I don't like to link plugins on Amiga compatibles, because:
- There will be useless writes to the HD each time you run the program, because it "unpacks" the plugin to the temporary SYS:Storage/Hollywood directory and deletes it from there when you quit the program.
- The "unpacked" temporary plugin only gets deleted if you quit the program in a clean way. If your machine crashes or if you reboot/shutdown the machine without first quitting the program, the temporary plugin will be left on the HD. Next time you launch the program again, a whole new temp plugin will be written to the HD, and you might end up with unlimited amount of copies of the same plugin file on the HD.
- All the plugins found in that directory will be loaded in the memory each time you launch a Hollywood application, even when it doesn't require it. Only option to disable this feature is to launch the program with the SKIPPLUGINS=* option.

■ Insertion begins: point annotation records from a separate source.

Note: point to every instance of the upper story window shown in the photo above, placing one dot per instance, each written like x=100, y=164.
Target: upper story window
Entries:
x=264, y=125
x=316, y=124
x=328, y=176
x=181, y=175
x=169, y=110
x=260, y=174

- Even though you can spread your program with the SKIPPLUGINS=* tooltype, but others don't necessarily do that with their programs and you should then remember to add this tooltype manually for the each program you use.
- When starting programs from shell, the tooltype won't be enough, but you'll have to give a command-line argument to skip the plugins. You can't expect users would do that, or even you to remember and bother to write that argument always.
- If a user decides to clean the global plugin directory or does a fresh install of the OS, then your program fails to start until he downloads/installs the plugin again.
Here's my checklist for an Aminet release:
- Create a separate program directory for each platform, and create an icon for the directory too.
- Copy the required platform specific plugin files to the directory with the executable.
- Add the SKIPPLUGINS=* tooltype for the executable's icon.